The CDC’s refusal to test any potential pathogens with the understanding that local officials would otherwise have to destroy the samples through an abatement process makes it impossible for the Select Committee to fully assess the potential risks that this specific facility posed to the community. It is possible that there were other highly dangerous pathogens that were in the coded vials or otherwise unlabeled. Due to government failures, we simply cannot know.

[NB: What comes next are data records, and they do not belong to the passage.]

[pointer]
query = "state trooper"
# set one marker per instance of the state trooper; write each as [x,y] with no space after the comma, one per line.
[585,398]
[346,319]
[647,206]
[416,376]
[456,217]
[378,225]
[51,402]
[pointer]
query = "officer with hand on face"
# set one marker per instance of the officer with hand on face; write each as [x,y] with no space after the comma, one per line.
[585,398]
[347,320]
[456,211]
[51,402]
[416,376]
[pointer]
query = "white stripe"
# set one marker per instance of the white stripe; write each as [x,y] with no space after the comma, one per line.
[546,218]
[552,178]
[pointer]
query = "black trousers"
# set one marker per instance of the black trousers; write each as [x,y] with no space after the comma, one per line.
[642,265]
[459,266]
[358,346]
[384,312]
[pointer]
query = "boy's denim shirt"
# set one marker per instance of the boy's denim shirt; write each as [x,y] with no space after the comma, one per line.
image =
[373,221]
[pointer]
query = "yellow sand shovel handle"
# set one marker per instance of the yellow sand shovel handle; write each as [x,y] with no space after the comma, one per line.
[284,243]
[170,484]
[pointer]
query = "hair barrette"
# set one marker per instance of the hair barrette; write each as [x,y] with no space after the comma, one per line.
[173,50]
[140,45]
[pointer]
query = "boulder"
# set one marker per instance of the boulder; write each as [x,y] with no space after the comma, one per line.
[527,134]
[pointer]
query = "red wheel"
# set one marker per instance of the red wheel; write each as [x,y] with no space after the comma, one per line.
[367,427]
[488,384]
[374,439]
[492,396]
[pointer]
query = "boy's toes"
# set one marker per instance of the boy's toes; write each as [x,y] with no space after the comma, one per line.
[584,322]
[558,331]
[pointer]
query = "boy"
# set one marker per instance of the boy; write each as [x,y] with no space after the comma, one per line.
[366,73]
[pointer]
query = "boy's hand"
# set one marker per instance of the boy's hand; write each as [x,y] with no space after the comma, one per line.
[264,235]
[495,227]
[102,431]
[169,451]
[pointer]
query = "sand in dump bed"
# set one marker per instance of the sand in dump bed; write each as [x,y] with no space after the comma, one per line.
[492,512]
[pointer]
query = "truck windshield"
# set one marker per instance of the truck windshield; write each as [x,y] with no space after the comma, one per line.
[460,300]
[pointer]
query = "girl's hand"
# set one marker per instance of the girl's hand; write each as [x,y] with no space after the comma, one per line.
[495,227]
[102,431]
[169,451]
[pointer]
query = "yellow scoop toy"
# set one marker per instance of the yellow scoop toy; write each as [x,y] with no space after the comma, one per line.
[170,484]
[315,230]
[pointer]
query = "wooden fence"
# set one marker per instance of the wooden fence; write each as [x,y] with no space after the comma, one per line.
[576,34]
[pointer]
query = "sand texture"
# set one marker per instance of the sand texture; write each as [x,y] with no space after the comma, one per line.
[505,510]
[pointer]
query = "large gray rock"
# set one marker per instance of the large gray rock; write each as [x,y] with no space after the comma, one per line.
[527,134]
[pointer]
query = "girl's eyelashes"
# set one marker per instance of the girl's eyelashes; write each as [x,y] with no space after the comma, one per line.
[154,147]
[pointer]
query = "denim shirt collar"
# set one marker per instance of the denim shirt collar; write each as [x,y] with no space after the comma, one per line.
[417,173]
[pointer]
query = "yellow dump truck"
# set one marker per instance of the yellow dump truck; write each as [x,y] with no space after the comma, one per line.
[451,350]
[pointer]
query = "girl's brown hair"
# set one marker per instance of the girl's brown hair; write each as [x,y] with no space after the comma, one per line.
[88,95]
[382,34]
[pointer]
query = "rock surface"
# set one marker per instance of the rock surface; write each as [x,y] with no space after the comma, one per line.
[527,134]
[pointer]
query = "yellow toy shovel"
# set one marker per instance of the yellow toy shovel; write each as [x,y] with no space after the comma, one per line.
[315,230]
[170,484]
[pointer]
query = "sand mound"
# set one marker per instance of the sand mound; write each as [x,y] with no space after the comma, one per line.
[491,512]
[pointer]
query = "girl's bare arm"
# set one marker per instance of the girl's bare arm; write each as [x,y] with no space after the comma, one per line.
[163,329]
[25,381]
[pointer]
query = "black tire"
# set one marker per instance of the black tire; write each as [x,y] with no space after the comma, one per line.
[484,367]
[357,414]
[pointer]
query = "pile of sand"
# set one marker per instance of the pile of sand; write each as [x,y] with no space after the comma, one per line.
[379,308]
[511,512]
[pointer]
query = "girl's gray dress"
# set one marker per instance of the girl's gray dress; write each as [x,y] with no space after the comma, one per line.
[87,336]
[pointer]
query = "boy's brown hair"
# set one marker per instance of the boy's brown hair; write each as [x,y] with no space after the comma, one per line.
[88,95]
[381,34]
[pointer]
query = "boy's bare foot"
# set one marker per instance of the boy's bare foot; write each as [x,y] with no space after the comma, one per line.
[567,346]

In its refusal to test, the CDC likewise did not offer to connect local officials with any other federal agency or authorized lab that may be able to test the samples. Based on statements from local officials and briefings the Select Committee received from the CDC, the CDC did not contact the National Biodefense Analysis and Countermeasures Center, the government biodefense laboratory located in Fort Dietrich, Maryland that could potentially have provided greater assistance.

According to local official accounts, in a subsequent conversation with the CDC in early September 2023, local officials again pressed the CDC on why they refused to test any potential pathogens. A CDC official informed the local officials that it was illegal for the CDC to test any samples that were not expressly labeled as a Select Agent. City Manager Nicole Zieba expressed shock at this fact. She asked whether, if that were the case, the CDC had any authority to stop a terrorist in the United States who simply removed the label off a vial of a deadly virus. The CDC official said that the CDC had no authority to test the deadly virus in that hypothetical and that it was a noted gap in its authority. This characterization of the CDC’s authority appears to be false.

Which doesn't prove that they're not investigating further, but it does wink and point suggestively that at least they're not investigating usefully.